Best recent food find: The capicola at Carbone's, the awesome Italian market in northwest Denver. They do a great job, and I love their sandwiches, and while I've had capicola at other places, the capicola here is definitely the best I've ever had.
Favorite local ingredient and where you get it: Onions from a farm in between Brighton and Fort Lupton. They have pretty much every vegetable that you can name -- twenty different peppers, zucchini, squash, cucumbers, beets -- pretty much everything. You can just go there and pick what you want from the huge fields, which is pretty cool.
Guiltiest food pleasure? A fat ribeye, followed by a rich dessert.
You're at the market. What do you buy two of? Two gallons of milk and two boxes of cereal.
Favorite spice: Garlic. It can be used in such a variety of different ways, plus it really does make a dish taste great.
One food you detest: Any type of fast food. It's so unhealthy, and there are just so many alternatives that provide better nutritional value, along with great, craveable flavors. It's all about preparation: If you plan ahead with the right ingredients, you can prepare a great-tasting meal on the fly without having to rely on the convenience of fast food.
One food you can't live without: Fruits and vegetables. I love peaches, kiwis, cantaloupe, mangoes, green beans, spinach and Swiss chard. They're best when they're naked -- raw. I love that you don't need to do anything fancy to them to make them taste good.
Typical staff meal: Our staff kitchen meals are usually breakfast with fried eggs and ham, omelets, pancakes or eggs Florentine, but I change it up every day.
Biggest kitchen disaster: Last year we had a flood during the first week of December, which is a really bad time of year to have things go wrong in the kitchen. It was a huge mess: The drains clogged, and everything that drained out of the sink ended up on the floor, which affected the whole restaurant. The servers walking through the muck tracked it out of the kitchen and into the dining room, and, of course, it had to happen during a busy shift while the restaurant was rocking. To make matters even worse, we had to work around the plumbers trying to fix everything while we were right in the middle of service. That was, um, challenging.
What's never in your kitchen? Roaches or any other creepy, crawly things. I've always been commended on my clean kitchen, and while it takes some extra effort on the part of your staff, it's so worth it. There are never any offensive or insulting jokes in my kitchen, either. You don't generate respect by disrespecting others or behaving as though you're better than someone else.
What's always in your kitchen? All the necessary ingredients. In my kitchen, you need to be prepared, and it's never a good thing when you have to 86 an item because you've run out of something. We've got fifty different spices alone in our kitchen, and more than one hundred different products, many of them fresh, and everything is made to order and from scratch, so we can't risk running out of anything. And respect. There's always respect in my kitchen. You can't have camaraderie or make good food without it.
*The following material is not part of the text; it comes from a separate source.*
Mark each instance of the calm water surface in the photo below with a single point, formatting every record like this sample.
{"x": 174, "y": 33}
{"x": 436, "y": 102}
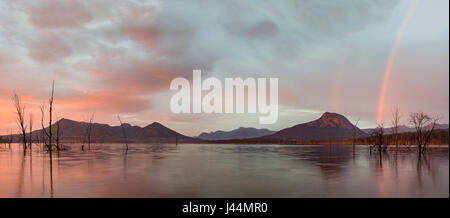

Rules of conduct in your kitchen: Always keep it clean and be respectful of your staff and each other; respect diversity. Additionally, I like a quiet kitchen; it's imperative to running it smoothly and efficiently. If I can't communicate with my guys on the line, who knows what will come out of the window? Our guests are paying top dollar, so we need to make absolutely sure that everything on the plate is exactly the way it's supposed to be.
What's next for you? I'd like to own my own restaurant -- an Italian/French fusion restaurant. There's a gracefulness in both cooking techniques that I think would blend well together.